What’s getting left out: my fantastic ideas
May 4, 2023
I have had one or two hits in my storied career as a Wire Humor Writer, but what if I told you that everything you’ve seen is just a fraction of what could have been? Each issue, we Humor Writers toil over three or more chuckle-worthy article ideas. It sounds pretty hard, I know, which is why they pay us the big bucks. I put my reputation as a kind of funny person on the line by proposing three daring ideas, all for some guy named Ed Board to tell me they like just one of them. It’s a crushing blow, which again, is why they pay us the big bucks. Here is every idea that Mr. Ed Board has said no to:
- Breaking: Cleve tofu good for one entire week. This was not chosen, I think, because it’s kind of lame. But all of the other ones I submitted that week were also lame. In retrospect, commenting on Cleve food is some of the lowest Whitman humor out there because our food is pretty great in comparison to other colleges, and also after you move off campus the sheer convenience of Cleve is luxurious. All this to say, I’m not mad at you, Ed Board, I get it.
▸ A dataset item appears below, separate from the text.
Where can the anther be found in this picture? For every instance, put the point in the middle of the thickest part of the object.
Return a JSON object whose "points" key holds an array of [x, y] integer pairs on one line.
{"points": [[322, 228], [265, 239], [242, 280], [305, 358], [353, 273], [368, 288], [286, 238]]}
- Whitman chickens birdnapped: what we know so far. I submitted a lot of headlines that week, and most of them were bad. This one, in my opinion, was not. I was inspired because I saw someone on Yik Yak posting about Henrietta (a hen) seeing the vet for a foot injury. So I thought: what better way to pull at the heartstrings of chicken lovers everywhere than to craft a tale of their mischievous disappearance? I submitted this headline A LOT and it never got picked, so emotional chicken lovers everywhere are safe from this heartbreaking story … for now.
- My ranking of desks on campus. This would not have been a hilarious article. I just wanted to abuse my power as a Wire Humor Writer to get paid to write about those horrible Maxey half desks. Ed Board said no, that’s ok. I brought this idea to life in my diary instead.
- WEB spends 1.2 million on air plants. I submitted this one a lot, and I have no idea why. I definitely had no good ideas for it, and also it’s not relevant anymore because WEB did a lot of air plant stuff my sophomore year but not at all this year. Note to self: air plants are not a ripe source of comedy, ever.
Well, there you have it: four fantastic jokes that were left out. In reality, I am very grateful for Mr. Ed Board because they help me produce silly little articles, approved me for this good-for-nothing Circuit idea and also because I am required by contract to worship bourgeois Wire editors.